Even more specifically, we were looking at B3 which is about delivering positive outcomes for students, and is the metric most directly under our sphere of influence as learning technologists and academic developers.
B3 has three measures underneath it, related to continuation, completion and progression, which here means that students have gone into graduate level employment. These measures are not open to any kind of interpretation, and HEIs must meet the set targets of 80% continuation, 75% completion and 60% progression.
B3 also contains within if four aims, which are open to some level of interpretation and debate. These are participation, experience, outcomes, and value for money. The last being particularly contentious in the climate surrounding HE in the United Kingdom of late. (Has my undergraduate degree in philosophy provided value for money? Absolutely.)
Stephanie and Alex then presented a case study of activity which they had undertaken to help academics better meet these outcomes, concentrating on areas such as authentic assessment, project-based learning, how to write programme validation documentation, etc.
And finally, there was a shared Padlet board in which we could all share thoughts and best practice. From this I have picked up the Curriculum Scan model, development by Alexandra Mihai, which can be used for auditing modules. This reminded me of storyboarding process done as part of instructional design before a module goes live, but for auditing and checking a module which is ongoing.
I attended my third Studiosity Partner Forum today, which kind of began last night with a dinner and discussion about generative artificial intelligence led by Henry Aider. Generative AI and Studiosity’s new GAI powered Writing Feedback+ service was of course the main topic of conversation throughout the event. Writing Feedback+ launched in February, and they have reported that uptake is around 40% of eligible students, which compares with 15-20% for the classic Writing Feedback service. The model has been built and trained internally, using only writing feedback provided by Studiosity’s subject specialists, no student data. The output of WF+ is being closely quality assured by those agents, and they estimate that quality is around 95-97% as good as human provided feedback.
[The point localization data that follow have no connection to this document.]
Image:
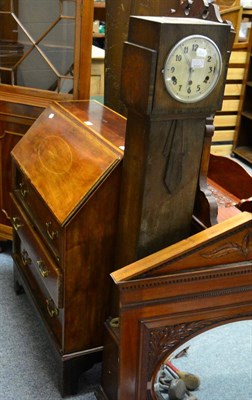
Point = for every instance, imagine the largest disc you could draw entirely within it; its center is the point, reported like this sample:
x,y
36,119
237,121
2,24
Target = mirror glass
x,y
213,365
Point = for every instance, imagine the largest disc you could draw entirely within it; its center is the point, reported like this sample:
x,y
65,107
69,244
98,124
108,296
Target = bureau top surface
x,y
69,151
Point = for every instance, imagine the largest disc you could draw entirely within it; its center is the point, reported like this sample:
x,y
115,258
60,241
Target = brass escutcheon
x,y
16,223
51,308
44,271
52,234
25,258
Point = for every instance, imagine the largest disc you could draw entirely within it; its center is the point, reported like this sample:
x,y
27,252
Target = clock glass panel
x,y
192,68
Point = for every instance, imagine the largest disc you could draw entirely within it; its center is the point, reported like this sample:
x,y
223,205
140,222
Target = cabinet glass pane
x,y
37,43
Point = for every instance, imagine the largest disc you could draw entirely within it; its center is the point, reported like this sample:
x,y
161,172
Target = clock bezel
x,y
206,93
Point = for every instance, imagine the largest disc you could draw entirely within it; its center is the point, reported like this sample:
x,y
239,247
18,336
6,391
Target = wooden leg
x,y
71,370
18,288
David Pike, from the University of Bedfordshire presented on their experience with the service in the afternoon. They made it available to all of their students in February, around 20,000, and usage has already exceeded usage of the classic Writing Feedback service since September last year. The average return time from WF+ is around one and a half minutes, and student feedback on the service is very positive at 88.5%. However, he did also note that a number of students who have used both versions of the service stated that they preferred the human provided feedback.
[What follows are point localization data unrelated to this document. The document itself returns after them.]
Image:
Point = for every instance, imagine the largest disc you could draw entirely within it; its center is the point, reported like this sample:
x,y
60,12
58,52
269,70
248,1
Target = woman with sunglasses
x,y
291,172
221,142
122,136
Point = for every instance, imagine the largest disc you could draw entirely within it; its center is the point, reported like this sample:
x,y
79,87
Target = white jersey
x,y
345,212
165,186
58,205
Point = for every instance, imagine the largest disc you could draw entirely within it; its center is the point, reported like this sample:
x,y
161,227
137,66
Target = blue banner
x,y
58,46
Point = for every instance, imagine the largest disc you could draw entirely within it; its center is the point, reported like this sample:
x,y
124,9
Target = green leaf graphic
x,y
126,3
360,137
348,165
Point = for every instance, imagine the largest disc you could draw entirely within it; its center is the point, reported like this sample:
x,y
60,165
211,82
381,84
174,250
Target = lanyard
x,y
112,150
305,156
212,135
On the flip side of AI, last year Studiosity were exploring a tool to detect submissions which had been written by generative AI. That’s gone. Nothing has come of it as they found that the reliability wasn’t good enough to roll out, especially so for students who have English as a second language. No surprises for me there, detection is a lie.
The keynote address was delivered by Nick Hillman from the Higher Education Policy Institute (HEPI), who talked about their most recent report on the benefits and costs associated with the graduate visa route. It’s overwhelmingly positive for us as a country, and it would be madness to limit this.
Other things which I picked up included learning more about Crossref, a service for checking the validity of academic references; a course on Generative AI in Higher Education from Future Learn was recommended; and Integrity Matters, a new course developed by the University of Greenwich and Bloom to teach new students about academic integrity.
Finally I was there presenting myself, doing my Studiosity talk about our implementation at Sunderland and the data we now have showing a strong positive correlation between engagement with Studiosity and student outcomes and continuation.